Nasıl şirket körlüğü dediğimiz kavram sinsice oluşup, organizasyon içindekilerin organizasyon hakkındaki kusurları görememelerine neden oluyorsa, bilinçte de ‘öz’ ile ilgili bir kusur veya bir körlük nedeniyle kişi, kendisiyle ilgili yapması gereken düzenlemeleri karşısındakilerde görse de, harekete geçemiyor. Özeleştiri yapamıyor.
Bu noktada ‘tek’ ve belki de en önemli ihtiyaç olarak eleştiriyi buluyoruz. Yani dışarıdan gelecek ve belki de çok hayati bir dönüşümü başlatmaya gücü yetecek olan bir eleştiri.

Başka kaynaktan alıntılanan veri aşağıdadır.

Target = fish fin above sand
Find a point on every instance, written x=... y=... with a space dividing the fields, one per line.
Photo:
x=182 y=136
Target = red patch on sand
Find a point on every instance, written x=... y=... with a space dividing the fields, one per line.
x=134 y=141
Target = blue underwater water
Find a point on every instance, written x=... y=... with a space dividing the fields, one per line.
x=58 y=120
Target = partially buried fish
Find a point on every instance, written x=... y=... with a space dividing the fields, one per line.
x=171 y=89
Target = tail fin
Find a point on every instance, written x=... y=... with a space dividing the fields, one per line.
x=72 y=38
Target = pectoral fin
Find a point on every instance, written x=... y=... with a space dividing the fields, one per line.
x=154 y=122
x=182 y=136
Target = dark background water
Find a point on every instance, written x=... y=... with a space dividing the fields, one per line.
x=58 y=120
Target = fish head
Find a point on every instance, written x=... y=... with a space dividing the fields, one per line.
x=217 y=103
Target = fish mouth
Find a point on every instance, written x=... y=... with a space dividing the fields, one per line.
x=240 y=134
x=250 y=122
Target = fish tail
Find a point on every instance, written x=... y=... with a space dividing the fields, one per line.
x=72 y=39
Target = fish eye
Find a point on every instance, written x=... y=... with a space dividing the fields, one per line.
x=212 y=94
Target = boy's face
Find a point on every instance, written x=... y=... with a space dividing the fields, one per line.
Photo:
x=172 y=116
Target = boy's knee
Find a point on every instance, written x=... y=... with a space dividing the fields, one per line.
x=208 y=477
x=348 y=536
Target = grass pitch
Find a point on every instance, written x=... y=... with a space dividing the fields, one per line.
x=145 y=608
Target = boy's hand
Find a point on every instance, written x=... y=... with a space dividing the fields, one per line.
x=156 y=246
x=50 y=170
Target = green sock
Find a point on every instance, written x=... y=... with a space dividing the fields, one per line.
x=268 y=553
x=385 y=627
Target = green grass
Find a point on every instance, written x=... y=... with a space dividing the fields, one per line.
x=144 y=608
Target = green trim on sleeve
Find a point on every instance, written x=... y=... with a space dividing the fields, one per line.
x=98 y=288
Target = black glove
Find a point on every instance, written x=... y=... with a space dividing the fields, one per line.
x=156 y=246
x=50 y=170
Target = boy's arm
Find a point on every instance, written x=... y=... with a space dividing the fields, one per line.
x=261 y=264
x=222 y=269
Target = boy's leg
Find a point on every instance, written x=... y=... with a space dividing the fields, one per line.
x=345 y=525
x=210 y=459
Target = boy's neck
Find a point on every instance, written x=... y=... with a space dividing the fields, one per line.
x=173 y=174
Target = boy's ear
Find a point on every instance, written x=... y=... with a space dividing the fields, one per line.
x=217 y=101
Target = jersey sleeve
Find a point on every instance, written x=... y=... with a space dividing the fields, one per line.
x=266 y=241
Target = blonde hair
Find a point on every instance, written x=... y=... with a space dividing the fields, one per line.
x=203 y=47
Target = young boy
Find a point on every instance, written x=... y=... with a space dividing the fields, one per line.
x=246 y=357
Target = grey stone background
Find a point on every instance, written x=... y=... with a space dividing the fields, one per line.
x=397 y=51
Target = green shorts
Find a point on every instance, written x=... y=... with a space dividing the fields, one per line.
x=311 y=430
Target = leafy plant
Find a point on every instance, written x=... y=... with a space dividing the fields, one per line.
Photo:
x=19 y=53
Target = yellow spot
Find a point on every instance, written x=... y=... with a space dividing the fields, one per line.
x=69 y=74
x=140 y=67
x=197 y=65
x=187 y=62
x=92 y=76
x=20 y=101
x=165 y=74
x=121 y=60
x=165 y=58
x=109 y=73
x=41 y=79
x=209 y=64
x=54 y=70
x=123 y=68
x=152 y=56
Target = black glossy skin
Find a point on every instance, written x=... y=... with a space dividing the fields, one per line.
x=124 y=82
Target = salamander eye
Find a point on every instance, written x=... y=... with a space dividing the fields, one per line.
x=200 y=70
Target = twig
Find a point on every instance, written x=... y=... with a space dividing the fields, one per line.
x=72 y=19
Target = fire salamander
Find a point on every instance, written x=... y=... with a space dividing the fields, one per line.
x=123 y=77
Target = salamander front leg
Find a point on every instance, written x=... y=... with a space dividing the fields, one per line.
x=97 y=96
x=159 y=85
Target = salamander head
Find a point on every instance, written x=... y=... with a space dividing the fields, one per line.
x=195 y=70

Eleştiriyi kabul etmek her ne kadar zorsa, onu yöneltmek de bir o kadar zor ve incelikli bir iştir.
Eleştiriyi yapan kişinin iyi bir gözlemci ve güçlü bir empatik tavrı olması şarttır. Ayrıca yönelttiği fikirlerin tamamen kendine ait olduğunu da aklından çıkarmaması, hatta düzeltme gerekiyorsa bunu yapabilecek derecede cesur olması lazımdır. Yani; sabit fikirli, görüşünün arkasında her daim duran ve empati duygusundan yoksun bir kişinin eleştirisi, kaş yapayım derken göz çıkmasına neden olan ilk (ve belki de en büyük) hatadır.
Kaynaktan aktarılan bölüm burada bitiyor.